I need to use a library in my Zoul project which uses extensively the malloc mechanism to allocate dynamic memory.
The problem is when this library calls malloc it returns NULL since the there is not enough memory in the heap.
I have tried this simple function to see how much memory i have at the start of the program:
size_t heap_size(){
uint8_t* p = NULL;
size_t size = 0;
while((p = malloc(sizeof(uint8_t))) != NULL)
size++;
return size;
}
Which gives me a heap of just 92 bytes.
In the output of the device i can see it has an SRAM of 32 KiB. Is there a way to enlarge the portion dedicated to the heap?
There is no such way. If you look at the linker script of Zoul's CPU (CC2538), you can see these definitions that are relevant:
.bss :
{
_bss = .;
*(.bss*)
*(COMMON)
_ebss = .;
} > FRSRAM
...
_heap = .;
_eheap = ORIGIN(FRSRAM) + LENGTH(FRSRAM);
So, heap comes after the .bss
segment and potentially goes on until the end of memory. The best you can do is to use some of the Contiki memory usage reduction techniques to reduce the size of the .data
and .bss
segments and in this way get more space for the heap.

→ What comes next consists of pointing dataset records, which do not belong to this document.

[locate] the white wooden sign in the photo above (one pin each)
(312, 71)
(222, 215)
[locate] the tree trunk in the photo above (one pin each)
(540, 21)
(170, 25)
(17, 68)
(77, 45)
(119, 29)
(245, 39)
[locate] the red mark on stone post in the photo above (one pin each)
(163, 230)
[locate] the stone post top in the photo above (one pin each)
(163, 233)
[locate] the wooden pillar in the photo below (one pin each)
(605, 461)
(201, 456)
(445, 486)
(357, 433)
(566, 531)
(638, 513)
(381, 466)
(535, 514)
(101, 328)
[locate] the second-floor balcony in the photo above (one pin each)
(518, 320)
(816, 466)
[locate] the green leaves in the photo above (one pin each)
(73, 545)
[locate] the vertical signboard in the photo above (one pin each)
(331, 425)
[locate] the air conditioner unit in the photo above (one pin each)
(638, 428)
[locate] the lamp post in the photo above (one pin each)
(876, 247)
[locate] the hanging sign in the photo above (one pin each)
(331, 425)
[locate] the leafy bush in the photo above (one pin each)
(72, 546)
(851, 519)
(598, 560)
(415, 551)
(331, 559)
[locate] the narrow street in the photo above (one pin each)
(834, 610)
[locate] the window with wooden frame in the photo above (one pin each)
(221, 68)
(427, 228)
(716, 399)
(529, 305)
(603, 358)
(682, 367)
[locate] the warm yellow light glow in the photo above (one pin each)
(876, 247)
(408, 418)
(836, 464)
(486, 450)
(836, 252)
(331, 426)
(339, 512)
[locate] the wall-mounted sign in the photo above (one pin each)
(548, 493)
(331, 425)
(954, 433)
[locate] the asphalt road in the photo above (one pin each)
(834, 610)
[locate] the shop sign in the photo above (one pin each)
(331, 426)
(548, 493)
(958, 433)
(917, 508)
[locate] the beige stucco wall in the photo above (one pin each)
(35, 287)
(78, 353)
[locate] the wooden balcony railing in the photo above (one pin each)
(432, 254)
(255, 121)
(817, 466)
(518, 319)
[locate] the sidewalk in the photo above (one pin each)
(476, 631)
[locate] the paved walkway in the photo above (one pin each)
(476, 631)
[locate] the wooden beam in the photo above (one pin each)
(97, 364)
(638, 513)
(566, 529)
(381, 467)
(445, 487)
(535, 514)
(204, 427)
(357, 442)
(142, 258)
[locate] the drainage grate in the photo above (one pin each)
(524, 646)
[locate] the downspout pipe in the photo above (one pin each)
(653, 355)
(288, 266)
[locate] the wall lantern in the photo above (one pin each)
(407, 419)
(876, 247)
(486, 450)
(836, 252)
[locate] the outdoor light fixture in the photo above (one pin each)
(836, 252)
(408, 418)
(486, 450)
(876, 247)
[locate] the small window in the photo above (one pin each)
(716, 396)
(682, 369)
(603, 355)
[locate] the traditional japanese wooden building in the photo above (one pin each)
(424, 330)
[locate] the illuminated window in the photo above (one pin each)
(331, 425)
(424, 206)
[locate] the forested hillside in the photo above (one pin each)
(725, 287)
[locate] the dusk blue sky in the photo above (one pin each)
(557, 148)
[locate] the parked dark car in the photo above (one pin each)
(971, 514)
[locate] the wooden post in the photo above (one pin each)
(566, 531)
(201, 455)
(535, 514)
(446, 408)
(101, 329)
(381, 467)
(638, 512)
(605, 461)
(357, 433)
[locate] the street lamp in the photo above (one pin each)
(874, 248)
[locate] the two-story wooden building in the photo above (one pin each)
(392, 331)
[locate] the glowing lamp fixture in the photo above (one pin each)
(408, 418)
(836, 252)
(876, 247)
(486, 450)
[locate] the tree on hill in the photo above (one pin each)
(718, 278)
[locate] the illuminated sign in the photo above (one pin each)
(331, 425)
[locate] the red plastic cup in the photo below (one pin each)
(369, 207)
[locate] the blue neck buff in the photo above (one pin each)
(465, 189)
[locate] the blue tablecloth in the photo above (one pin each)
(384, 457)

More to the point, malloc()
is not used by the Contiki operating system and is discouraged for user applications. You are recommended to rewrite the code without dynamic memory allocation, or look for another hardware, highly preferably with MPU.
There is a good reason for this avoidance of malloc and friends. The heap and stack regions share the same memory space and while one grows downwards, the other grows upwards (they "meet in the middle"). When they start to overlap, bad things start to happen. malloc'ing as much memory as possible is a recipe for trouble - later the stack may grow and corrupt your malloc'ed memory.